Tech Lead - AI Inference

WEKA

10d

About The Position

We are seeking a Tech Lead to lead our AI Inference team. In this role, you will bridge the gap between complex research and production-grade engineering, while cultivating a high-performing team culture. You will lead and grow a squad of 3 developers, balancing hands-on technical contribution with strong people leadership — setting direction, unblocking your team, and driving execution on high-performance systems that optimize Large Language Model (LLM) serving. The ideal candidate combines deep technical expertise in inference and scale with the leadership maturity to mentor, motivate, and develop engineers in the evolving ecosystem of serving frameworks like vLLM and LMCache.

Requirements

Experienced Engineering Leader: 5+ years of professional software engineering, with proven experience leading engineers and owning complex production systems — ideally in AI/ML infrastructure or high-performance computing.
Deep AI Inference Background: Hands-on expertise with LLM serving systems — KV cache reuse, disaggregated prefill/decode, continuous batching, and multi-tier GPU memory hierarchies (HBM → NVMe).
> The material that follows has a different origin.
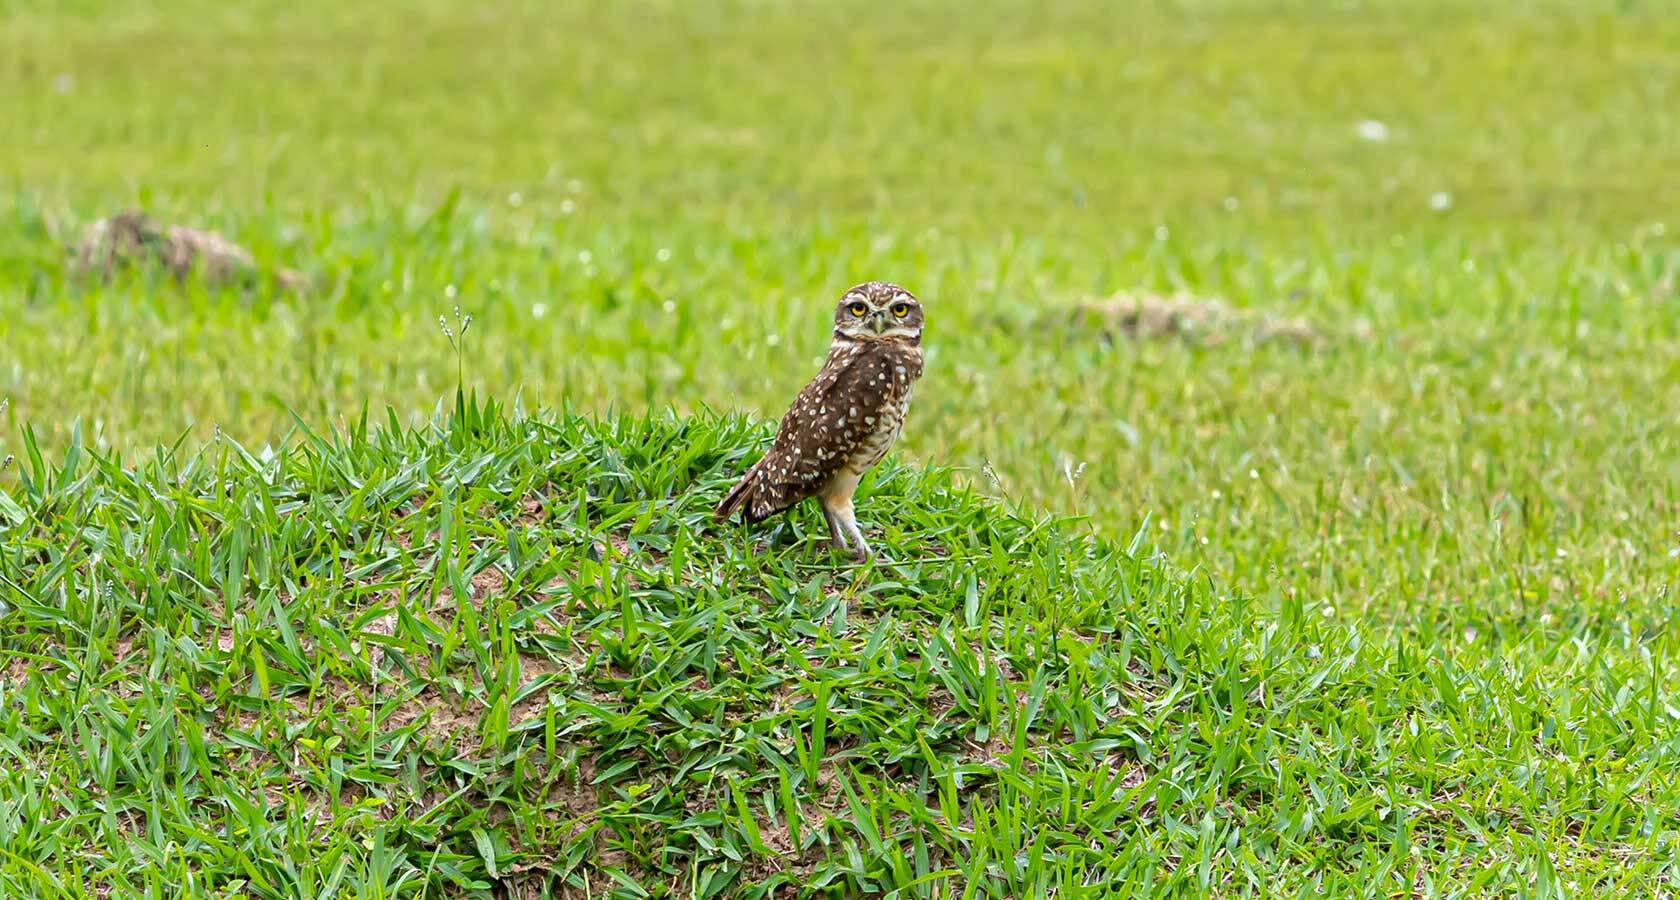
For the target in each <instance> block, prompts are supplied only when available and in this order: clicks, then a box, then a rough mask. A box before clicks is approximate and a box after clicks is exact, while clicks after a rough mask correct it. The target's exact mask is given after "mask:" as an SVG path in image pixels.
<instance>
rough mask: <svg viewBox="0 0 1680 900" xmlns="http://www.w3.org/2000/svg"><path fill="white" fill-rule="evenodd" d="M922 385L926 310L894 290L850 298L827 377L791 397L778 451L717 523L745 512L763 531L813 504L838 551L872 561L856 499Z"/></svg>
mask: <svg viewBox="0 0 1680 900" xmlns="http://www.w3.org/2000/svg"><path fill="white" fill-rule="evenodd" d="M921 376H922V304H921V302H917V301H916V297H912V296H911V292H909V290H906V289H902V287H899V285H895V284H887V282H867V284H860V285H857V287H853V289H850V290H847V292H845V296H843V297H840V306H838V307H837V309H835V332H833V343H832V344H828V359H825V361H823V369H822V371H820V373H816V378H813V379H811V383H810V385H806V386H805V390H803V391H800V396H796V398H793V408H791V410H788V415H785V416H781V428H780V430H778V432H776V442H774V443H773V445H771V448H769V452H768V453H764V458H761V460H758V463H756V465H753V468H748V470H746V475H741V480H739V482H736V485H734V487H732V489H729V494H727V495H724V500H722V502H721V504H717V510H716V514H717V517H719V519H727V517H729V515H734V514H736V510H739V512H741V514H743V517H744V519H746V521H748V522H759V521H763V519H768V517H771V515H774V514H778V512H781V510H785V509H791V507H793V505H795V504H798V502H800V500H803V499H806V497H816V500H818V502H820V504H822V505H823V517H825V519H828V537H830V539H832V541H833V544H835V547H837V549H840V547H845V546H847V544H848V542H850V546H852V547H850V549H852V556H855V557H857V559H858V561H862V559H869V556H870V549H869V544H867V542H865V541H864V532H862V529H858V527H857V519H855V517H853V515H852V492H853V490H857V482H858V479H862V477H864V472H867V470H869V468H870V467H872V465H875V463H877V462H880V457H885V455H887V448H889V447H892V442H894V440H895V438H897V437H899V428H902V426H904V413H906V411H907V410H909V408H911V393H912V390H914V388H916V379H917V378H921Z"/></svg>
Strong familiarity with vLLM, LMCache, NIXL/NVIDIA Dynamo, or similar frameworks.
Systems Engineering Depth: Strong Python and C++ skills (Rust a plus), with a solid grasp of CUDA, GPU memory management, and high-performance I/O — including GPUDirect Storage (GDS), RDMA, and NVMe data paths.
Infrastructure Fluency: Experience deploying and scaling GPU workloads on Kubernetes, with familiarity in RDMA networking, bare-metal GPU clusters (H100/A100), and high-throughput distributed storage.
People Leadership: Demonstrated ability to mentor and develop engineers — running effective 1:1s, supporting career growth, and balancing technical execution with long-term team health.
High Bar for Quality: A strong sense of engineering craftsmanship, with a track record of building reliable, high-throughput systems and continuously improving engineering practices.

Nice To Haves

Rust a plus

Responsibilities

Lead & Own: Take end-to-end ownership of AMG's core inference infrastructure — from the NVMe Token Warehouse and GDS data paths to the vLLM/LMCache serving stack — driving technical decisions and delivery outcomes.
Technical Direction: Guide a team of engineers through design, implementation, and delivery of high-throughput, low-latency LLM inference systems, setting high standards for code quality, architecture, and reliability.
Build at Scale: Stay hands-on across the AMG stack (Python, C++, CUDA, vLLM, NIXL/Dynamo, Kubernetes), contributing directly to production systems while providing technical leadership to the team.
Solve Hard Problems: Tackle the real frontier challenges of inference engineering — disaggregated prefill/decode, persistent off-HBM KV caching, RDMA-based transport, and multi-tier GPU memory hierarchies — that define what's possible at scale.
Grow People & Teams: Mentor and coach engineers through regular 1:1s, career coaching, and sprint reviews. Foster a culture of ownership, collaboration, and technical excellence within the AMG team.
Stay on the Frontier: Track the evolving inference ecosystem, benchmark new tools (SGLang, TRT-LLM, NVIDIA Dynamo), and help the team make timely decisions about when to adopt, build, or pivot.